Many of my clients are terrified at the thought of gaining even one pound in recovery. Our society's stigma against fat people as well as our unhealthy obsession with being thin and beautiful creates these feelings of terror.
One of the most difficult parts of recovery from an eating disorder can be the fear of gaining weight as well as actually gaining weight. When a new client comes to see me for eating disorder treatment, I am very clear from the outset that our goal is not to reach a certain size or weight that will make the person "happy".
Rather, I want to help the client reach a state of overall physical and emotional health and maintain their natural weight. Natural weight is achieved by consistent intuitive eating and a total cessation of dieting.
Fear of weight gain is especially dangerous in those who suffer from anorexia nervosa, because the thinner they become, the "fatter" they feel. In this case it is essential to view food as medicine and to follow a weight restoration meal plan. People with anorexia actually lose much of their fear of weight gain the more they are weight restored.
Others who have enormous difficulty with the thought of weight gain are chronic yo-yo dieters. Lifelong dieting (and falling off the diet, resulting in weight gain), leads to a situation where the person not only does not know their natural weight, but they often idealize their thinnest weight when they were dieting. Helping my clients let go of their unhealthy dreams about once again achieving their "dieting" weight is not an easy task, but it is so very important in reaching full recovery and being free of food obsession and poor body image.
Some of the tips I use to help people let go of the fear of weight gain are:
- Be aware of how much time you use while awake obsessing over food and weight - wouldn't it be nice to free up all of that room in your brain by letting go of those thoughts?
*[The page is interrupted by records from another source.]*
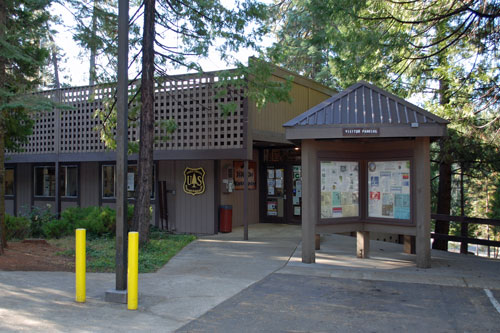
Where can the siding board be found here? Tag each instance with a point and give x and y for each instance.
(23, 187)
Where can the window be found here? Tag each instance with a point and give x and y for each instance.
(9, 181)
(339, 189)
(69, 181)
(389, 189)
(109, 182)
(45, 181)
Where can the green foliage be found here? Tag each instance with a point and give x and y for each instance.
(56, 229)
(495, 207)
(41, 223)
(38, 217)
(17, 227)
(152, 256)
(98, 221)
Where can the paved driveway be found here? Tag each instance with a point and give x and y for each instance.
(298, 303)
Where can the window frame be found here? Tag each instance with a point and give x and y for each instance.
(113, 165)
(66, 166)
(35, 195)
(363, 158)
(13, 194)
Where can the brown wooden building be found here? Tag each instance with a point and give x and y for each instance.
(66, 164)
(366, 168)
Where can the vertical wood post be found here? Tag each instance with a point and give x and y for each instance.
(310, 191)
(57, 202)
(245, 200)
(422, 201)
(464, 227)
(409, 244)
(363, 244)
(121, 147)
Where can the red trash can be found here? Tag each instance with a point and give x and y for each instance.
(226, 218)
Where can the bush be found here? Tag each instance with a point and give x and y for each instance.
(98, 221)
(57, 229)
(38, 217)
(40, 222)
(17, 227)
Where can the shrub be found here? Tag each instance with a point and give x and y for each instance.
(38, 217)
(17, 227)
(57, 228)
(98, 221)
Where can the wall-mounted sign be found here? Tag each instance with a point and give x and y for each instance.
(371, 131)
(194, 181)
(239, 175)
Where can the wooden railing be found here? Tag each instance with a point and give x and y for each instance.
(464, 224)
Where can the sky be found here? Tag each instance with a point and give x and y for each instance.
(74, 67)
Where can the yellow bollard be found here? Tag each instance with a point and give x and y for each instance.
(133, 270)
(80, 265)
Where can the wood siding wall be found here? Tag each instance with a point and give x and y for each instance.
(189, 100)
(9, 207)
(166, 172)
(189, 214)
(24, 186)
(273, 116)
(89, 184)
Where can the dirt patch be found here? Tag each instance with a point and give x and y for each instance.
(35, 256)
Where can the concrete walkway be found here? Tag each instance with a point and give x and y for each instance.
(212, 270)
(388, 262)
(204, 274)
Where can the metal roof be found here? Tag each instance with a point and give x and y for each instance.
(364, 105)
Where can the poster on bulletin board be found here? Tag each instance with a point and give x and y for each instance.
(239, 175)
(389, 189)
(339, 189)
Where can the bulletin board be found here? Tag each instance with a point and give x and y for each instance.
(389, 189)
(339, 189)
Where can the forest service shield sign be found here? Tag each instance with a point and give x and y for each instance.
(194, 181)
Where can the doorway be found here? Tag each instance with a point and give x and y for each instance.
(282, 197)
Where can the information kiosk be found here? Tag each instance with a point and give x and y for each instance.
(366, 168)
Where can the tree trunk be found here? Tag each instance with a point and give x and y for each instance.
(93, 48)
(444, 191)
(3, 236)
(142, 214)
(3, 231)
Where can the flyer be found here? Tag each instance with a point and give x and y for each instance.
(339, 189)
(389, 189)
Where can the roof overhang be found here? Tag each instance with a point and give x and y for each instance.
(381, 131)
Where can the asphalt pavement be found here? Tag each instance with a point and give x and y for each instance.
(221, 283)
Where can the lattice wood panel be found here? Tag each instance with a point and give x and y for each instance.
(189, 100)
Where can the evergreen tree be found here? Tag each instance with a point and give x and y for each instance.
(198, 25)
(22, 27)
(446, 52)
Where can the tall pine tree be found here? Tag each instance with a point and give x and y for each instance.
(22, 27)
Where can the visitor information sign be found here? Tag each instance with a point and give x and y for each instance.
(339, 189)
(389, 189)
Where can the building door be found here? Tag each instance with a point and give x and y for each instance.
(275, 210)
(283, 194)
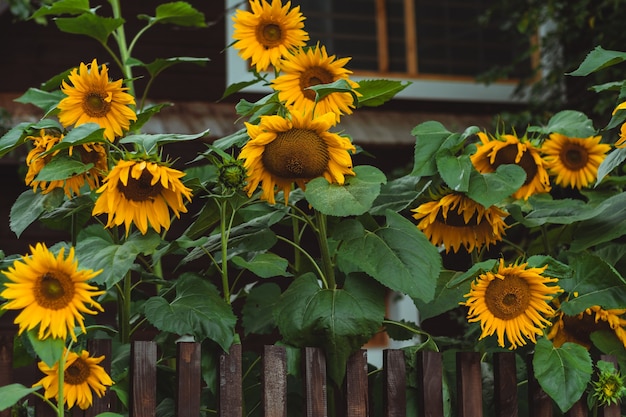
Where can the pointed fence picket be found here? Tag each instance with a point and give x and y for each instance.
(357, 402)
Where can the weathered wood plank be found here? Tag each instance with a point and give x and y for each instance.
(230, 391)
(143, 381)
(469, 384)
(357, 399)
(315, 383)
(505, 384)
(394, 383)
(274, 381)
(188, 378)
(430, 389)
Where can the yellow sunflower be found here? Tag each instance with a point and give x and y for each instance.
(512, 300)
(578, 328)
(509, 149)
(308, 67)
(87, 153)
(82, 374)
(574, 161)
(268, 33)
(95, 99)
(284, 150)
(140, 192)
(456, 220)
(51, 292)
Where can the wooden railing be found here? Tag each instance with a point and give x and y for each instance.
(357, 397)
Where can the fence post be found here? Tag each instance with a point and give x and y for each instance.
(469, 384)
(274, 384)
(230, 392)
(143, 379)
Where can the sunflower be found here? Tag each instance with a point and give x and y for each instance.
(94, 99)
(51, 291)
(456, 220)
(82, 374)
(140, 192)
(578, 328)
(309, 67)
(298, 148)
(509, 149)
(94, 154)
(268, 33)
(512, 301)
(574, 161)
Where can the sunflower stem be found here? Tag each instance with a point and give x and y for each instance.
(327, 263)
(123, 47)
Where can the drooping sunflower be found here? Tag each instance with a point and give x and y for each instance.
(94, 99)
(574, 161)
(512, 301)
(141, 193)
(578, 328)
(308, 67)
(298, 148)
(51, 292)
(93, 153)
(82, 375)
(456, 220)
(509, 149)
(268, 32)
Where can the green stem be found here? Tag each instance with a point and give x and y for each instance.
(123, 47)
(322, 238)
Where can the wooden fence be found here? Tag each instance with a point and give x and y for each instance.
(430, 374)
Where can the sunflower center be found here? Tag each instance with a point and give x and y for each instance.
(296, 153)
(54, 290)
(574, 157)
(140, 189)
(269, 35)
(77, 373)
(314, 76)
(508, 154)
(96, 104)
(507, 298)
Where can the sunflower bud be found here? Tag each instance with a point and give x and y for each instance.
(609, 388)
(232, 175)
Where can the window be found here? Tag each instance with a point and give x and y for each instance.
(437, 44)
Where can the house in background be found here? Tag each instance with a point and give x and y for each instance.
(437, 45)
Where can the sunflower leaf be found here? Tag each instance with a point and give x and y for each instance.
(178, 13)
(397, 255)
(197, 310)
(354, 197)
(339, 320)
(564, 372)
(12, 393)
(377, 92)
(97, 27)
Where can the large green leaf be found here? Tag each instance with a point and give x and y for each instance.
(178, 13)
(94, 26)
(197, 310)
(397, 255)
(96, 250)
(12, 393)
(491, 188)
(569, 123)
(377, 92)
(339, 320)
(264, 265)
(596, 283)
(564, 372)
(598, 59)
(429, 137)
(30, 205)
(354, 197)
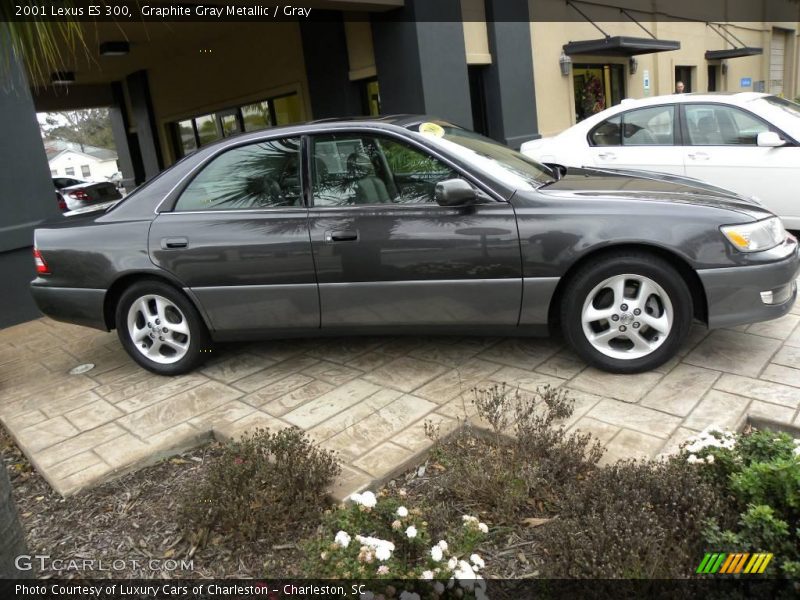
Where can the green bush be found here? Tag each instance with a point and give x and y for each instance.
(630, 520)
(507, 476)
(263, 485)
(760, 473)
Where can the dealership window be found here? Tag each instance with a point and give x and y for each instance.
(191, 134)
(262, 175)
(597, 87)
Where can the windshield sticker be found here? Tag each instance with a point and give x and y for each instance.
(431, 129)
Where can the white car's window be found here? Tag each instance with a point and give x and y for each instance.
(654, 126)
(262, 175)
(356, 169)
(718, 125)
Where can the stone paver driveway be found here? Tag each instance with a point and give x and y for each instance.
(366, 398)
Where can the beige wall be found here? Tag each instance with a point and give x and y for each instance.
(554, 92)
(246, 63)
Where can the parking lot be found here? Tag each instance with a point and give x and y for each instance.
(366, 398)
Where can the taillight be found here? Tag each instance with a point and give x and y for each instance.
(41, 266)
(79, 194)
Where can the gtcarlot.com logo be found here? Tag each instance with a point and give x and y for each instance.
(730, 564)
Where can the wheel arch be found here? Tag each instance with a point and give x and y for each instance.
(685, 270)
(125, 281)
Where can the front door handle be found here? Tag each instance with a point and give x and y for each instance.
(174, 243)
(340, 236)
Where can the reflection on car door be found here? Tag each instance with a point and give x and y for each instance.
(722, 148)
(387, 254)
(644, 138)
(238, 238)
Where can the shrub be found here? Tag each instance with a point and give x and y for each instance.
(377, 537)
(262, 485)
(506, 476)
(630, 519)
(760, 472)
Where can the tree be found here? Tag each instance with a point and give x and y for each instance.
(87, 127)
(37, 45)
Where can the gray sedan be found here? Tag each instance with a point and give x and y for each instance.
(411, 225)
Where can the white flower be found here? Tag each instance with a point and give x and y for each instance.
(436, 553)
(383, 553)
(342, 539)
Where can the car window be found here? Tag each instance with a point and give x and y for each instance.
(654, 126)
(262, 175)
(717, 125)
(357, 169)
(649, 126)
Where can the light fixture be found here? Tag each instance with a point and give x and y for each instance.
(565, 62)
(62, 77)
(118, 48)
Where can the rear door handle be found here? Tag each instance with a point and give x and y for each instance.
(174, 243)
(341, 236)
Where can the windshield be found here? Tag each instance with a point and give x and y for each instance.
(497, 160)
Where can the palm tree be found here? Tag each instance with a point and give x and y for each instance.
(36, 46)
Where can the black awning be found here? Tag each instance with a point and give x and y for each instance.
(733, 53)
(620, 46)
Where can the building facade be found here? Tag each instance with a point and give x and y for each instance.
(490, 65)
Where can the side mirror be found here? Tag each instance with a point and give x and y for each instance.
(770, 139)
(454, 192)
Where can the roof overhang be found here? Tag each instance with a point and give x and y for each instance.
(620, 46)
(733, 53)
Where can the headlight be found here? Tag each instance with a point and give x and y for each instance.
(755, 237)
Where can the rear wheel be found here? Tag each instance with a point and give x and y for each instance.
(627, 313)
(161, 329)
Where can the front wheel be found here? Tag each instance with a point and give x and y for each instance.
(161, 329)
(627, 313)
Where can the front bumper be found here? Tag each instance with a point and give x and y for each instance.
(72, 305)
(734, 294)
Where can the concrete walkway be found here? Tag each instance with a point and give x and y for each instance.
(366, 398)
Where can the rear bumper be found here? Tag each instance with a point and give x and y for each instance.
(72, 305)
(734, 294)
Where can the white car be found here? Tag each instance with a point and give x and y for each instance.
(746, 142)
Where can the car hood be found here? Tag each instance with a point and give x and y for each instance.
(645, 185)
- Get angry at our culture's obsession with thinness and how it seems to want us (especially women) to disappear.
- Try to avoid videos, instagram photos, and even old pictures of your “thinner self” that trigger you.
- Set limits with food and weight talk from friends and loved ones. Remember, they live in our diet and weight obsessed society too, and also suffer from food and body insecurity. Tell them you know they don’t mean to upset you with comments about how they have to “work off” that cupcake, or diet down into that maid of honor dress, but those comments don’t help in your recovery.
- If your clothes do not fit any longer, get new ones that do. Try not to hold on to your old eating disordered clothes, your “dieting” clothes. They only encourage you to idealize an unmaintainable weight. When you consistently eat intuitively, you will only need one set of clothes unless you become pregnant, and you won’t have to continuously struggle to maintain or lose weight to reach you natural size.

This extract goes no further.